Quotation of the Day…

is from page 11 of Menzie Chinn’s and Douglas Irwin’s superb 2025 textbook, International Economics:

There is a parable about an entrepreneur who invents an amazing machine. Wheat, soybeans, lumber, and oil are fed into one end of the contraption. As if by magic, smartphones, coffee, and tea, and all manner of clothing and apparel come out at the other end. The inventor is praised as a genius – until further investigation reveals that the wheat and the other inputs were being secretly shipped to other countries in exchange for the electronics and apparel that later emerged. When this news is made public, the inventor is denounced as an unpatriotic fraud who is destroying jobs.

DBx: Here are some questions for all protectionists, left, right, and center (and please disregard national-security concerns as these questions concerning such a hypothetical machine are about its economic consequences). Do you think that if such a machine were indeed invented, the results for the people of the home country would be bad? Do you think that government officials should be trusted to know if and when to obstruct the operation of such a machine?

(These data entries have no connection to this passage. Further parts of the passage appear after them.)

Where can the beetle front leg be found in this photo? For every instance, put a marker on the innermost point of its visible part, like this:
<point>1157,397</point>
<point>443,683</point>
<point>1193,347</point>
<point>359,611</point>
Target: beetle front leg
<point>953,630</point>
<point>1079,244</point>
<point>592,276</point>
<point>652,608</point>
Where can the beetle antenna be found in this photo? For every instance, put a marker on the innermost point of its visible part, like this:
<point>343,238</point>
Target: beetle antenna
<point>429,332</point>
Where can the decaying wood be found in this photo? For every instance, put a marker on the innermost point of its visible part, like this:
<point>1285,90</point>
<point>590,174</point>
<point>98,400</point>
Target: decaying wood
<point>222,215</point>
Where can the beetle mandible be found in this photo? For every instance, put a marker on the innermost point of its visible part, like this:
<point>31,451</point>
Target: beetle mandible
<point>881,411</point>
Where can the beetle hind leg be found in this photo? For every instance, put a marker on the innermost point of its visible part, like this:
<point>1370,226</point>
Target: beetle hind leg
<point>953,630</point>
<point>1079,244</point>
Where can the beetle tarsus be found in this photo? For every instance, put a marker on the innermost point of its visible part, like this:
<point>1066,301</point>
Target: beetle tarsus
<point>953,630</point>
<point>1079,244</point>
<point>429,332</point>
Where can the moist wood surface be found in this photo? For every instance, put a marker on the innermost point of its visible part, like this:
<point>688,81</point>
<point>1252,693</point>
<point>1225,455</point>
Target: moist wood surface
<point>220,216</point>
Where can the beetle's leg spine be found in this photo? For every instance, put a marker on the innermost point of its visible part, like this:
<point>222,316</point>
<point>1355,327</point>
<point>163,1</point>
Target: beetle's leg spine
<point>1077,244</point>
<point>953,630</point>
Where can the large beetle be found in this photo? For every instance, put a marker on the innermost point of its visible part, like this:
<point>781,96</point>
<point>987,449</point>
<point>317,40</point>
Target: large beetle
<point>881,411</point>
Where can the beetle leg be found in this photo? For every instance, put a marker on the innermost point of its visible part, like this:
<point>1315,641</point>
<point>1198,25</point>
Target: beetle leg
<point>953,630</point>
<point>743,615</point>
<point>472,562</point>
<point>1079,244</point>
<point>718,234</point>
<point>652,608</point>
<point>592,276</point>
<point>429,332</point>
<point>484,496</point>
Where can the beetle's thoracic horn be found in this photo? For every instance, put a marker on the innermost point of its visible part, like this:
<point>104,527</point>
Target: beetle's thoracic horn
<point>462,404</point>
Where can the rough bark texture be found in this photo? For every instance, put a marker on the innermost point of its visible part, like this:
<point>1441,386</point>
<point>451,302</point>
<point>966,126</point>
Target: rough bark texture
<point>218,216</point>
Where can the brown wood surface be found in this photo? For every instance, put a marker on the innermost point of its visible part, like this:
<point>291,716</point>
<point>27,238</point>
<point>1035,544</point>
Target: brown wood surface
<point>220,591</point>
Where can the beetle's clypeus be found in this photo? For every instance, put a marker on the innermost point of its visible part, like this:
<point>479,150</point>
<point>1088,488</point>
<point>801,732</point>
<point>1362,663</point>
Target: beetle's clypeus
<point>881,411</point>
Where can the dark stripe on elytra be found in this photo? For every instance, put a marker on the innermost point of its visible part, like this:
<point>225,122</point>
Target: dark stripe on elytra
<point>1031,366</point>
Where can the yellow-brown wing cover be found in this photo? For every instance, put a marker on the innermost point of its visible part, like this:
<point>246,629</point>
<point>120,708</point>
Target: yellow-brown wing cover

If you would admire the genius of the inventor of this machine and applaud its ability to transform lower-valued inputs into much higher-valued outputs, can you explain why you object to the operation of an actual such real-world machine, like the one pictured beneath the fold?

Please show your work if you believe that when the machine is called “cargo ship,” its results differ meaningfully from any other machine that transforms lower-valued inputs into higher-valued outputs.